California Muslims, Sikhs Praise Anti-Bullying Bill

LOS ANGELES – Leaders of California Muslim and Sikh communities welcomed the new anti-bullying bill signed last Monday, seeing it as a first step towards ending harassment of students based on religious affiliation, ethnicity or sexual orientation.

“It’s important to create a safe environment where everyone feels accepted,” Hussam Ayloush, executive director of Los Angeles chapter of the Council on American Islamic Relations (CAIR-LA), told The Orange County Register on Wednesday, September 28.

“Bills like this one help such an environment and provide the necessary tools and resources to recognize this specific form of bullying.”

Ayloush was commenting on the new bill signed into law Monday by Gov. Jerry Brown that was specifically designed to protect these students from bullying on California’s school campuses.

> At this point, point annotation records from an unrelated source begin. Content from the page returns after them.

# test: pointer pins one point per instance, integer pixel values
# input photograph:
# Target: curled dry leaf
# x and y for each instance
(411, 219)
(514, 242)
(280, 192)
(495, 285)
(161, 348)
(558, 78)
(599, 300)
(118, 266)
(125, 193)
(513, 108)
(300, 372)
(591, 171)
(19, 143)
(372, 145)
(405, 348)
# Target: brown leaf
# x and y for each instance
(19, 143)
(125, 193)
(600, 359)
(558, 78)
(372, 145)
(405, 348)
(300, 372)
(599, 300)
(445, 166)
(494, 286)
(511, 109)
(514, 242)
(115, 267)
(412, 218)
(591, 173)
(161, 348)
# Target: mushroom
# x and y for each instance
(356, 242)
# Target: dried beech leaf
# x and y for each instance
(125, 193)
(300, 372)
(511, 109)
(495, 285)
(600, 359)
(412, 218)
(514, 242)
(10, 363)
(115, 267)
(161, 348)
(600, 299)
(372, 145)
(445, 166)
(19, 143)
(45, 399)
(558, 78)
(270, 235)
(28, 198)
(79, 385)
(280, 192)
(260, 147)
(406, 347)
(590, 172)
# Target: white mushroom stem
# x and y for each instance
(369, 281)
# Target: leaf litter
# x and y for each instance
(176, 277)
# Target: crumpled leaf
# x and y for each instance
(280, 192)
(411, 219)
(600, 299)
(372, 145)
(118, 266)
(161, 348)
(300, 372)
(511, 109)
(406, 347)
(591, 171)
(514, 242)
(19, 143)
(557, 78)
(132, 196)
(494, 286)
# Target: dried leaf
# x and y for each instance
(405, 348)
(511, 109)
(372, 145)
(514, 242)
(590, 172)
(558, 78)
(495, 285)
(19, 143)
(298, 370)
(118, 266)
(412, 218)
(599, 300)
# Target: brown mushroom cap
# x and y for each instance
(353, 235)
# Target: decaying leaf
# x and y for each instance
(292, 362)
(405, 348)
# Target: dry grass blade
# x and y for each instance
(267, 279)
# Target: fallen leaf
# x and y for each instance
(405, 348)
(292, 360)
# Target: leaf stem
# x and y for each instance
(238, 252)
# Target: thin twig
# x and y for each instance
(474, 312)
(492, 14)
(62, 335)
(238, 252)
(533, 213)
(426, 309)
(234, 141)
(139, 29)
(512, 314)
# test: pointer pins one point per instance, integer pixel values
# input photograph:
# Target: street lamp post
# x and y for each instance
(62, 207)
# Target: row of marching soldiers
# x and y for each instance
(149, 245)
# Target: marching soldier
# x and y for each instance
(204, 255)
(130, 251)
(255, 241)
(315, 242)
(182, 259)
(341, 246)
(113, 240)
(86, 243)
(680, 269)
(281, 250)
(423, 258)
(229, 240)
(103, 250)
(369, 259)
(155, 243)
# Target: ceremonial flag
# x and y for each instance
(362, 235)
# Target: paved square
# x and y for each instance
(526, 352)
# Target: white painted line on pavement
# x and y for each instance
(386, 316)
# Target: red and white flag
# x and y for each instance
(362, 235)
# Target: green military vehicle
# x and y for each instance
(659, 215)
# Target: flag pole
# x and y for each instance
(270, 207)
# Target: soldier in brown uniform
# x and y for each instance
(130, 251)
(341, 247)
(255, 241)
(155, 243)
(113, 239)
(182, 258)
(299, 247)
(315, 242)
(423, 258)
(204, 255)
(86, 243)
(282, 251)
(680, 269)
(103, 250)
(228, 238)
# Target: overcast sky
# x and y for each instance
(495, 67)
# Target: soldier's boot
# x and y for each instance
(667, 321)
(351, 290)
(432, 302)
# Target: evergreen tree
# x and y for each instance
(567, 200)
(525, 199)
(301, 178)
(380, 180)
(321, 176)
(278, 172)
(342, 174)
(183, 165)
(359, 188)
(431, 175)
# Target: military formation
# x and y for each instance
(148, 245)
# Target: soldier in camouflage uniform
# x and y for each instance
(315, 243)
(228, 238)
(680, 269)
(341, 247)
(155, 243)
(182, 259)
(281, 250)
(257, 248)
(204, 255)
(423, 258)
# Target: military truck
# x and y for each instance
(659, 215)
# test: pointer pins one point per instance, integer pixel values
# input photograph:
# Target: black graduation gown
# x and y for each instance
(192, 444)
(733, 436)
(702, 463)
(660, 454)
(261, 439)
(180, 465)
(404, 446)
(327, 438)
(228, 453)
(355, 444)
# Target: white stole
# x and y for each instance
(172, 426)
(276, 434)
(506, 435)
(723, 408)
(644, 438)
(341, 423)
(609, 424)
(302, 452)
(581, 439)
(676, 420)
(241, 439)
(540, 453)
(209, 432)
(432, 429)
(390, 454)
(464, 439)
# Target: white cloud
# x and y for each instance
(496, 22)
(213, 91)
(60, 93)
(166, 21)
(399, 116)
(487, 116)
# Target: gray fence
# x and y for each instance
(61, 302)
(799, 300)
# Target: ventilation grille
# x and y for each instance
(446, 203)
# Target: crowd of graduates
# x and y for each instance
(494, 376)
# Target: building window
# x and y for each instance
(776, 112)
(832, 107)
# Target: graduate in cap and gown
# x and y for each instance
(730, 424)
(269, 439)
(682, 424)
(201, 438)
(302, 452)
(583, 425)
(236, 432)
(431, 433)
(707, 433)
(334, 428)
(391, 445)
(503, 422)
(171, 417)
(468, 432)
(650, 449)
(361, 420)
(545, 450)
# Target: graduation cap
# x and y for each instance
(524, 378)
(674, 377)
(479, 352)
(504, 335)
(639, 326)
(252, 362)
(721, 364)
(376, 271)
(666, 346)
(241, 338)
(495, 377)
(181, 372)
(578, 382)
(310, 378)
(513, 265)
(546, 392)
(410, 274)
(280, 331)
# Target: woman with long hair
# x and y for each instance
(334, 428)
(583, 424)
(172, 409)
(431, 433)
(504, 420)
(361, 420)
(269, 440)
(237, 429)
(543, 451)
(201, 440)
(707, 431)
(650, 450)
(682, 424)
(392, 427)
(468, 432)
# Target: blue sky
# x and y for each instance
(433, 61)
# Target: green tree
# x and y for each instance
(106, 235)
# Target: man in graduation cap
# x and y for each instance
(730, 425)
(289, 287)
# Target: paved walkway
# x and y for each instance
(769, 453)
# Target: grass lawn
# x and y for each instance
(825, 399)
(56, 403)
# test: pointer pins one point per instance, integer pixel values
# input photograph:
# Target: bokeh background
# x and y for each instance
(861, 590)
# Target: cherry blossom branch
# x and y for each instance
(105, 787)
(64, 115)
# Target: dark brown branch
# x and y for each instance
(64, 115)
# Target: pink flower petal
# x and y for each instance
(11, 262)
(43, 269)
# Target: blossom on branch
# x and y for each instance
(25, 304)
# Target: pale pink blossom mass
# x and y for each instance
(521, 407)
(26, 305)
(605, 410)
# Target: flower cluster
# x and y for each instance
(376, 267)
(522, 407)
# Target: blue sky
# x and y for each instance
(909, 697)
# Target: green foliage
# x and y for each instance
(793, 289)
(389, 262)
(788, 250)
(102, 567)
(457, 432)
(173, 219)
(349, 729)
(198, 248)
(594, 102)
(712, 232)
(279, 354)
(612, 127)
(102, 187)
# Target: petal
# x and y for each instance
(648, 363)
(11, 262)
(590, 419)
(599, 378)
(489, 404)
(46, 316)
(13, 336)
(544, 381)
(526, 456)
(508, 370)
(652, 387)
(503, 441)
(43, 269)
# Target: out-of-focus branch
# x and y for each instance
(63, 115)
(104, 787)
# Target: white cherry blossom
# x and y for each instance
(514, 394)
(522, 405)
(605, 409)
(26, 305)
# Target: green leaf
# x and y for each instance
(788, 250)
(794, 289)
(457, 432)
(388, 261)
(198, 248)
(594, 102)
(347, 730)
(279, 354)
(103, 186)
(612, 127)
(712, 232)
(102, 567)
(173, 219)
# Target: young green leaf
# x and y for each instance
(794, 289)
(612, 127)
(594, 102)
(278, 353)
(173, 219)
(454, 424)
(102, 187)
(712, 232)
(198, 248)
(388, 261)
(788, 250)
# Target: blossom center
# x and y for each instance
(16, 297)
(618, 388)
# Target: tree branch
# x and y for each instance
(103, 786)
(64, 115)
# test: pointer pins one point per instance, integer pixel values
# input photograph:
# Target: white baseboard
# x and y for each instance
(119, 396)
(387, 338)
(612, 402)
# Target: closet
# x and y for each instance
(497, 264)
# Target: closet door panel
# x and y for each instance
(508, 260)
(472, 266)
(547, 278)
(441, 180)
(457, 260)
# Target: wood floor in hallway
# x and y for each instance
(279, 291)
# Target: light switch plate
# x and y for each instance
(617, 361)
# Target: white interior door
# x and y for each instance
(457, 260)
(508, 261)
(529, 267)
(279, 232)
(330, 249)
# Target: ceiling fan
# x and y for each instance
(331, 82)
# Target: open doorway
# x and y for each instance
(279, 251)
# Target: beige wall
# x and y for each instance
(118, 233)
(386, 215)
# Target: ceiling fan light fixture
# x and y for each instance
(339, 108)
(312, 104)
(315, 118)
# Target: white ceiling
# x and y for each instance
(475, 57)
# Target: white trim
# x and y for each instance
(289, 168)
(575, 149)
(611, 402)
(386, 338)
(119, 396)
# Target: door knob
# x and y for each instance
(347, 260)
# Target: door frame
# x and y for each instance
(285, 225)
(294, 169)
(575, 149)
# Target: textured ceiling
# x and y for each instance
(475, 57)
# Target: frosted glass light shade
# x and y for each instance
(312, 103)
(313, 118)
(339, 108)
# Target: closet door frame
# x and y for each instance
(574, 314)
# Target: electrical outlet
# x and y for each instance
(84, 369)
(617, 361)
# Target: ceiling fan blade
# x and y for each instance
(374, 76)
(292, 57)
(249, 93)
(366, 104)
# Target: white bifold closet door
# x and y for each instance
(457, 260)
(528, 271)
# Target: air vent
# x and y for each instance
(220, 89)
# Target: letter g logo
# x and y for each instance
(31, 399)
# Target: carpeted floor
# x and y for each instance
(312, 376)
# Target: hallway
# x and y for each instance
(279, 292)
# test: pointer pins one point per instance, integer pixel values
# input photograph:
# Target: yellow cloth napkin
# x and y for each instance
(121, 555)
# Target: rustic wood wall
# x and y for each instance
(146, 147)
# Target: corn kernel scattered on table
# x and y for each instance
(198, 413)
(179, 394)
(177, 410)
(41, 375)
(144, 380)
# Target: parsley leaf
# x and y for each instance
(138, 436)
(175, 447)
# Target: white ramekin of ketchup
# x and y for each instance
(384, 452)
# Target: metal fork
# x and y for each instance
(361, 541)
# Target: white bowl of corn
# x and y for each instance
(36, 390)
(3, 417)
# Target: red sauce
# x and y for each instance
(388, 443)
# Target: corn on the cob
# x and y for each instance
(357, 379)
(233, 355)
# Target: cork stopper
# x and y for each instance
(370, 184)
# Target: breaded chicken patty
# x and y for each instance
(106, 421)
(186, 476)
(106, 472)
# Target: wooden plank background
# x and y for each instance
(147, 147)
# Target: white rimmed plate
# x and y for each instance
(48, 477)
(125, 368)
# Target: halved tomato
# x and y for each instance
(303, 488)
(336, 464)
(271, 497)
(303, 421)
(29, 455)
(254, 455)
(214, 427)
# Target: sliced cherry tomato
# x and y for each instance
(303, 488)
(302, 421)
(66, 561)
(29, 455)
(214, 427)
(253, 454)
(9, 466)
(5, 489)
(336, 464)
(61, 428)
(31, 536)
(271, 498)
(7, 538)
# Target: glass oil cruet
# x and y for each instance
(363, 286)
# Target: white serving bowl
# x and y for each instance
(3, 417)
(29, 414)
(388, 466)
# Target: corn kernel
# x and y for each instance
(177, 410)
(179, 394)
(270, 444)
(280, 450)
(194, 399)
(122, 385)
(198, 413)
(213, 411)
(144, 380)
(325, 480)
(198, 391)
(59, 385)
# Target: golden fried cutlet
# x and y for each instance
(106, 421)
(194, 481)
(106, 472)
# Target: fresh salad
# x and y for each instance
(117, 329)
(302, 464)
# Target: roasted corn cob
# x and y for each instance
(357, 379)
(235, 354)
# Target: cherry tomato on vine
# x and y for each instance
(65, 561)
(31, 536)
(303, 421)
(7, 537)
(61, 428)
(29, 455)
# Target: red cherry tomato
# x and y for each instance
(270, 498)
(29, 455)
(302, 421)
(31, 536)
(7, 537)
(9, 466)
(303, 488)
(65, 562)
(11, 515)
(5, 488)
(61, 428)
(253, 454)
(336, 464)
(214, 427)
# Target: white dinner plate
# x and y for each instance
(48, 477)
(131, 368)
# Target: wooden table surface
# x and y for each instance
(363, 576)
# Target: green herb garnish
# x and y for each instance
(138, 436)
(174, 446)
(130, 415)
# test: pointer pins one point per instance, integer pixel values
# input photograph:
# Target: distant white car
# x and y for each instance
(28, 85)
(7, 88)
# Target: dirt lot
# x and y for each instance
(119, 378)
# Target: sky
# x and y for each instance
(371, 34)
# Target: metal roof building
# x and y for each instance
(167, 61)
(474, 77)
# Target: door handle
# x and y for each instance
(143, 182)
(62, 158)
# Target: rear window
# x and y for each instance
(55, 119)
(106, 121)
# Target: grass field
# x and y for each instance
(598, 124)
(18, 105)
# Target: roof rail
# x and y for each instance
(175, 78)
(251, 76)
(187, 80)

The law will go into effect January 1, 2017.

The bill, number AB2845, requires the California Department of Education to assess whether local educational agencies have provided anti-bullying information to staff on campuses and resources for students who are being bullied based on religious affiliation, ethnicity or sexual orientation.

The bill also requires the Superintendent of Public Instruction to post on its website anti-bullying resources related to affiliation with any religion, nationality, race or ethnicity.

It was co-sponsored by Asian Americans Advancing Justice, the Council on American-Islamic Relations, the Sikh American Legal Defense and Education Fund, and the Sikh Coalition.

“Our kids are bullied so much just for being who they are that they fall behind in their school work,” Amarjit Dhillon, the president of Gurdwara Buena Park, a Sikh temple, said.

“It affects them psychologically.”

Dhillon recalled how he was himself called “bin Laden” while walking in downtown Los Angeles.

Welcoming the bill, he said though it might not resolve the overall issue but it is a good start.

“We’ll have to wait and see how much it helps,” he said.

“What could really help is teachers and principals putting some effort into teaching kids about different religions and respecting everyone.”

Alarming

Recent surveys have revealed alarming record of anti-Muslim bullying.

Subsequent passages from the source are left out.